W2E is currently in a pilot stage, with an anaerobic digestion system in place at a rural Ugandan school. The team is collecting data and assessing the project’s impact on waste management and public health. They plan to eventually introduce their process in urban centers across Africa.

“Our vision is to take
what is currently a grant-
dependent project and turn
it into something that is
truly financially sustainable,
and to demonstrate that you
can have a profitable, commercial
venture that at its core is a
sustainable vision for the future.”

The digesters at the heart of W2E can be implemented for $10,000 each, which, though costly, is much more affordable than many of the digesters deployed in the United States. 

To date, W2E has been funded primarily through grants and prizes. The team won two student innovation competitions, the Wisconsin School of Business Burrell Business Plan Competition and the Nelson Institute-hosted Global Stewards Sustainability Prize. It also received grants from the Swedish International Development Agency for its innovations in fighting poverty, and from the Grand Challenges Rising Stars in Global Public Health, a Bill and Melinda Gates Foundation program.

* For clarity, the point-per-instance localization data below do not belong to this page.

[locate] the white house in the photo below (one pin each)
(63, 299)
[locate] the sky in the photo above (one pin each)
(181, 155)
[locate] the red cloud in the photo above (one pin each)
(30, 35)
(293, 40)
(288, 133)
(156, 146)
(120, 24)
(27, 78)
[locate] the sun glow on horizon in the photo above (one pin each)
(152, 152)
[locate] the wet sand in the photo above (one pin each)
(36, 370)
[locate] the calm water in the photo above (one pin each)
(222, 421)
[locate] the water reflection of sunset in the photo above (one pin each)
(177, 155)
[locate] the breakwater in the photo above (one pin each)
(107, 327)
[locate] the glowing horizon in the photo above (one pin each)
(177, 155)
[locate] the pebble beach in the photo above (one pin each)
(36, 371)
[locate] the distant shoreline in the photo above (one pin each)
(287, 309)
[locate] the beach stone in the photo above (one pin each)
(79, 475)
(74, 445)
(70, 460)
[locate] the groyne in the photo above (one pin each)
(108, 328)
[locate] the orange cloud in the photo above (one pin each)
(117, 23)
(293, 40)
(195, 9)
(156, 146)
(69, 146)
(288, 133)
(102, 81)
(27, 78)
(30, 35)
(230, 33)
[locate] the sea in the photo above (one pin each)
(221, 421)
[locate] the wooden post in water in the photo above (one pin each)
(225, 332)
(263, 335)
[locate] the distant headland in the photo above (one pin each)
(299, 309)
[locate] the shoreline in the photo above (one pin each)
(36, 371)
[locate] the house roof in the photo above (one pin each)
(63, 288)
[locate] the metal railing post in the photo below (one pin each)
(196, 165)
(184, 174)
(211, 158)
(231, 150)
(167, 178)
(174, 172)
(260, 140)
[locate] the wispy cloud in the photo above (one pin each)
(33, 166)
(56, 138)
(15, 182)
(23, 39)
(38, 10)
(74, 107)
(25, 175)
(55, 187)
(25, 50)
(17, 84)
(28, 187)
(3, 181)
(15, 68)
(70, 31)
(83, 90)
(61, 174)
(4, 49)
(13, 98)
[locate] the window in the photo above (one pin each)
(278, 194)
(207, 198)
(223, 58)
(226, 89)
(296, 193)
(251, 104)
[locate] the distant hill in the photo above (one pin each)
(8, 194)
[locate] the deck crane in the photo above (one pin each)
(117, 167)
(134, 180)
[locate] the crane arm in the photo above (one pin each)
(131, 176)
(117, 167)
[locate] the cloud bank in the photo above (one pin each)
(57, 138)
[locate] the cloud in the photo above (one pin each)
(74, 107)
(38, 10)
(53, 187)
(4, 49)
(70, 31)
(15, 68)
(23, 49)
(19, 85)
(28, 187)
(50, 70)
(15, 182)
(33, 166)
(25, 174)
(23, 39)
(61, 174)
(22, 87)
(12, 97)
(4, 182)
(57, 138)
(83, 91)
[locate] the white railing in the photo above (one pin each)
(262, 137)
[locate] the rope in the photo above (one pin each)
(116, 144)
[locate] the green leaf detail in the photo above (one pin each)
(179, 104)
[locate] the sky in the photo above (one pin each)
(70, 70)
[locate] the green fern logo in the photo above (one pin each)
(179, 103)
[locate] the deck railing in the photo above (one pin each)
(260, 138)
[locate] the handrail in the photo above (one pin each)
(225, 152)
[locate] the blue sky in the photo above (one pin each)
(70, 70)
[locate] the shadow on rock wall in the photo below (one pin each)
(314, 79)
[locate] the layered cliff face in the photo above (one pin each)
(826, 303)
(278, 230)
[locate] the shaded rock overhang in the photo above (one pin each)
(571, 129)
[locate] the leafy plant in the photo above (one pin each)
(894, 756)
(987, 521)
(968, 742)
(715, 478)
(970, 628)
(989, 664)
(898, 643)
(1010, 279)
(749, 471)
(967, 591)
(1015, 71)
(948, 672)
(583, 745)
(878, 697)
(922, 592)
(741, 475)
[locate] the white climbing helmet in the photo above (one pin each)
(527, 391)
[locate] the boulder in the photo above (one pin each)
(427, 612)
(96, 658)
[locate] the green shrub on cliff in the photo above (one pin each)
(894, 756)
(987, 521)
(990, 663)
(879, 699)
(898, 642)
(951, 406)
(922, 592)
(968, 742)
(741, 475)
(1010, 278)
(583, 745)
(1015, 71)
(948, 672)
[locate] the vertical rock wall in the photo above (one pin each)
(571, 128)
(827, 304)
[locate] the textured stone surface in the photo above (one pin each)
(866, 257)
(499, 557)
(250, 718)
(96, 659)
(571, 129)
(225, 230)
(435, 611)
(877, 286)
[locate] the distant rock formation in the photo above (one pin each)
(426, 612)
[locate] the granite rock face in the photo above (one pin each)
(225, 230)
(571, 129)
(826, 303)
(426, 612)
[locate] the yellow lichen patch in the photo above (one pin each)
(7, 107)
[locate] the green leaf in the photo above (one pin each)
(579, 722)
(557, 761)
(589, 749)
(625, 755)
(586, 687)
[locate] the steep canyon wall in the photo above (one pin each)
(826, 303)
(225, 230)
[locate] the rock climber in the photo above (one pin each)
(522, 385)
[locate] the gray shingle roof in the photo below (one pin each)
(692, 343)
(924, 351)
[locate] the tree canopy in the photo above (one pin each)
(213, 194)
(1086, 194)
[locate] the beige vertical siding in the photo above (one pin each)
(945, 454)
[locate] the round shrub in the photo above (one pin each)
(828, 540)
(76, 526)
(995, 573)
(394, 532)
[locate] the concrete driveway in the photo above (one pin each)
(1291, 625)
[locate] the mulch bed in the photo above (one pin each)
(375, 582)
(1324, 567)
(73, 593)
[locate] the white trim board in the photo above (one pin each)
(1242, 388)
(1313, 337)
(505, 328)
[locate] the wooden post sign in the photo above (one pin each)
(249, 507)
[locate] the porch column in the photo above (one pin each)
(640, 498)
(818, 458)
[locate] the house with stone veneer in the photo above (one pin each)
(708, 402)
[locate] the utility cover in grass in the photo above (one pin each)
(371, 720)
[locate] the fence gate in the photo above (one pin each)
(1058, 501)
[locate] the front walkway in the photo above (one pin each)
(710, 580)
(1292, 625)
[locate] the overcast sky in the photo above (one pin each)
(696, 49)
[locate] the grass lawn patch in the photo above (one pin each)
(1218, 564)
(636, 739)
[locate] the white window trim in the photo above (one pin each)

Now registered as a for-profit company, W2E could also provide desperately needed jobs in Uganda. Waste must be collected and transported to the digester facility, where it will be sorted by local waste pickers who receive benefits and fair wages. The locally produced biogas will serve as a more affordable, renewable source of energy, sold for 20 to 30 percent less than competing fuel products. 

A volunteer from the Kasiisi Primary School fills a bottle that will be used to build the biodigester latrine wall
A volunteer from the Kasiisi Primary
School fills a bottle that will be used
to build the biodigester latrine wall.

“Poverty is one of the strongest motivators for innovation – innovation by necessity,” McCord says. “Our vision is to take what is currently a grant-dependent project and turn it into something that is truly financially sustainable, and to demonstrate that you can have a profitable, commercial venture that at its core is a sustainable vision for the future.” 

“The forces that are driving our global economy are corporate forces,” she continues. “It’s important to envision alternatives that engage with for-profit models in a way that has positive environmental and societal outcomes.”

Next, W2E envisions flipping the traditional perception of innovation on its head, transferring a technology originating in a developing country to the developed world. 

According to McCord, the W2E model has the potential to be implemented in places like Wisconsin. Anaerobic digesters are now used on some Wisconsin farms, but the multi-million dollar systems are only feasible for very large agricultural operations. However, most dairy farms in the state have fewer than 100 cows. Scaling down the technology to something similar to that being implemented in Uganda may create new opportunities for biogas production. 

“Ideally, some of our Wisconsin farmers would see the work we do in Uganda and be inspired to meet the needs here,” McCord continues.